Since the report on the Penn State/Jerry Sandusky scandal was released, I, like many folks, have asked myself a question: What, if anything, should be done to the football program?
Many are calling for the NCAA to impose its "death penalty," to suspend the football program, that anything less than that would be a hollow gesture. After all, if Southern Methodist University was given the death penalty in the 1980s for a recruiting scandal, how can Penn State not face the firing squad for the cover-up of child molestation?
On the other hand, some say, why should an entire program, an institution, its fans, coaches, players, alumni, students, faculty, et. al, be forced to pay for the mistakes of a handful of callous, black-hearted leaders? How can this be in the realm of the NCAA? After all, it's not like these guys cheated at football.
No, but they cheated. They cheated those boys out of the chance at a normal childhood. They cheated them out of their adulthood as well, by dooming them to life as victims of child molestation and rape.
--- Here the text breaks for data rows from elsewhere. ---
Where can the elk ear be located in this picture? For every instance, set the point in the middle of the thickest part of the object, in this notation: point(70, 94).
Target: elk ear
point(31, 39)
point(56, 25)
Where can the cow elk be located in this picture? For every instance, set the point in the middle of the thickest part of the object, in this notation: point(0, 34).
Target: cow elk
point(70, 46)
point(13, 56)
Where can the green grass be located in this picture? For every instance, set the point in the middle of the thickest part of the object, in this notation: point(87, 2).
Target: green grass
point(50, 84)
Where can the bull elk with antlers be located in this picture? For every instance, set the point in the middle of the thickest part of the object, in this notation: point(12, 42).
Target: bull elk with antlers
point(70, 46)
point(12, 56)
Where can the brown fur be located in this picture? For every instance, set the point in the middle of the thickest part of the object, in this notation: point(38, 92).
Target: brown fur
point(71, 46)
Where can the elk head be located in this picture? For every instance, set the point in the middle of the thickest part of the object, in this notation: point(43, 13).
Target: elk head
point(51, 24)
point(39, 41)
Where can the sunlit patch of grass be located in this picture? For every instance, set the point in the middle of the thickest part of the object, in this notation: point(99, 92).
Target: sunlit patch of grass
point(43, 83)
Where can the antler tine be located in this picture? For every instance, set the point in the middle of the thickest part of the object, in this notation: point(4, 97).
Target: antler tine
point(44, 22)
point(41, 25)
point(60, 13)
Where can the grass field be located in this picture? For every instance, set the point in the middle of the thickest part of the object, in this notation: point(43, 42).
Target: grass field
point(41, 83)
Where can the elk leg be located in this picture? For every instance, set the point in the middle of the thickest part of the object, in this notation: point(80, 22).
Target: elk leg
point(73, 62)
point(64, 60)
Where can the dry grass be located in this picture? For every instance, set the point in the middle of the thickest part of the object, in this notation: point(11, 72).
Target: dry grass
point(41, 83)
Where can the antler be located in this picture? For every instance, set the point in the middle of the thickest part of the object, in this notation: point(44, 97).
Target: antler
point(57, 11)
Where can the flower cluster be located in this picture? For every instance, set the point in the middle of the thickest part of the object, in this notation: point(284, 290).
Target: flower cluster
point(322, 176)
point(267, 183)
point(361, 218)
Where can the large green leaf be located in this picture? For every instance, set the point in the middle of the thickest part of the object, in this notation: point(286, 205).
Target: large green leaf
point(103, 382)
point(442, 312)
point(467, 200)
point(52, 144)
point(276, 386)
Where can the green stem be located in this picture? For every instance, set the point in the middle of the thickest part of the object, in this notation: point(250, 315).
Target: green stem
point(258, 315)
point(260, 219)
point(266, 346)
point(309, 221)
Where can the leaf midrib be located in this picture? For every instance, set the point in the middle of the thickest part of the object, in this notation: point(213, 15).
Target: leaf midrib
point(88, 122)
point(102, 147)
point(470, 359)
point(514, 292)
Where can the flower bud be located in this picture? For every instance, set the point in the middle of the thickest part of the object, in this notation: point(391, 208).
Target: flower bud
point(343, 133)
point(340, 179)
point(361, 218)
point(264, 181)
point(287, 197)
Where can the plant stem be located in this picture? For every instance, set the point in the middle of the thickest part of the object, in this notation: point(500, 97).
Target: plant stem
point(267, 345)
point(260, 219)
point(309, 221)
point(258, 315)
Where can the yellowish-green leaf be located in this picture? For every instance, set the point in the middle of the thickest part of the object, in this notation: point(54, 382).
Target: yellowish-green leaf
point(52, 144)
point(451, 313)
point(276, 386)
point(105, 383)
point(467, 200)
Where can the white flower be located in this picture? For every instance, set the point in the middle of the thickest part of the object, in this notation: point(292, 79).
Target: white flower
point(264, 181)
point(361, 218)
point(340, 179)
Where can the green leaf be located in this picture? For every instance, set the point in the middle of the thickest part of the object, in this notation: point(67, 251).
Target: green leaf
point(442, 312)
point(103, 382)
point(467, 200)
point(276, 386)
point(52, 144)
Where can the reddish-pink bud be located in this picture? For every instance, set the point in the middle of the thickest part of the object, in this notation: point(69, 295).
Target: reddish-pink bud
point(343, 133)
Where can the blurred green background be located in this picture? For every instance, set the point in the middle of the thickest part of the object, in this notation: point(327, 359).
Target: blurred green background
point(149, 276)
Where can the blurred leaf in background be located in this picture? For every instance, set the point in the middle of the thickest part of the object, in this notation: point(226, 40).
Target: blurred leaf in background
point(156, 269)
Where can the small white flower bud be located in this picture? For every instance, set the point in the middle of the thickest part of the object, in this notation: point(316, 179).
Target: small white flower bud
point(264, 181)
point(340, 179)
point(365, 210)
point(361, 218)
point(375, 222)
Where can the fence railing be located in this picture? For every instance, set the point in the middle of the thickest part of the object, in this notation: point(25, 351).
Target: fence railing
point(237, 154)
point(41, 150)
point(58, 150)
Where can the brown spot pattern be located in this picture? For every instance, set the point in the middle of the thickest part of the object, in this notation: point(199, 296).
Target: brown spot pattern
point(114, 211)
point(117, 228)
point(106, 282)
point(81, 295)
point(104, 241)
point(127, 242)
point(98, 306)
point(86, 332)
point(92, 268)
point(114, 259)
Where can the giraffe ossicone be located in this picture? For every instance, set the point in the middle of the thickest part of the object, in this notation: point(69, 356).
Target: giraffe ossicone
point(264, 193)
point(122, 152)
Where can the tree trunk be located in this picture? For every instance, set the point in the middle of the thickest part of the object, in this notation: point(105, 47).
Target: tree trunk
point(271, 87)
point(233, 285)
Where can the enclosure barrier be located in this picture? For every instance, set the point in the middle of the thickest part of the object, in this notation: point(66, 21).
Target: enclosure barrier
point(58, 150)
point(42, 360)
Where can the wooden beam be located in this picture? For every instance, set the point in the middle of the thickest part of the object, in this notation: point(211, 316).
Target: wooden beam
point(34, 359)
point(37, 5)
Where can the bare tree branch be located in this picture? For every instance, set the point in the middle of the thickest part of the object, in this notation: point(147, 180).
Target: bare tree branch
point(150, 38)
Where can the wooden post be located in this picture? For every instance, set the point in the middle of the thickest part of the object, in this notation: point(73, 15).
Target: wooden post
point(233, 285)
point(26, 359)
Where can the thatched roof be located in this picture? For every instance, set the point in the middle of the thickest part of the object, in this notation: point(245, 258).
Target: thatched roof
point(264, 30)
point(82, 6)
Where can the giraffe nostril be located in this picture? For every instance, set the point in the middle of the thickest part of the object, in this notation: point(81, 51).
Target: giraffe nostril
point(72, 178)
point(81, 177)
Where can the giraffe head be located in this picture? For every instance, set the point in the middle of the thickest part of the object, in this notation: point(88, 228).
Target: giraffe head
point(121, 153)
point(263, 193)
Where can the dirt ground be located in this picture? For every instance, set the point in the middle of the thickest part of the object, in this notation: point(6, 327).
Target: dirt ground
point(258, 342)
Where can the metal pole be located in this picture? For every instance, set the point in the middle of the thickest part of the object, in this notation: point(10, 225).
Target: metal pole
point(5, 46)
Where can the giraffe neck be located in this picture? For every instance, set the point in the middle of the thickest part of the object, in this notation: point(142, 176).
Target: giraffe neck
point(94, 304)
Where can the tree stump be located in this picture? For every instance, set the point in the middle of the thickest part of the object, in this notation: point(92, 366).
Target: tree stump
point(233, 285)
The Penn State officials and Joe Paterno, by systematically covering up the heinous crime of child rape -- in their own facilities, for God's sake -- cheated a number of young men by giving them a lifetime of emotional and psychological trauma, all for the sake of a football team and a university.
These institutions are supposed to build young men, not tear them down, mold their minds, not mutilate them.
Paterno and his ilk, by making the conscious decision to look the other way and to put the university and football above the well-being of children, made a sickening statement: That Penn State and its football program are more important than any individual, more important than the safety of children, more important than the rule of law or any code of ethics.
If these actions don't deserve the ultimate punishment, I don't know what does. And if the NCAA doesn't lower the boom on Penn State, then it, too, is a guilty conspirator after the fact.
Strip Paterno of his victories, at least back to 2001. At least remove them from his record if not the school's. Remove his name from buildings, positions and awards, and tear down his statue. And make Penn State stop playing football. Let Paterno's legacy no longer be that of winningest coach, but that of a coach who killed his own team and forever tainted his university by placing its welfare above that of children.
Now that we know his attitude in building it, what Paterno made at Penn State can only be considered an abomination. Tear it down, and let it stay torn down for awhile. Then make them start over.
Anything less only adds to the travesty.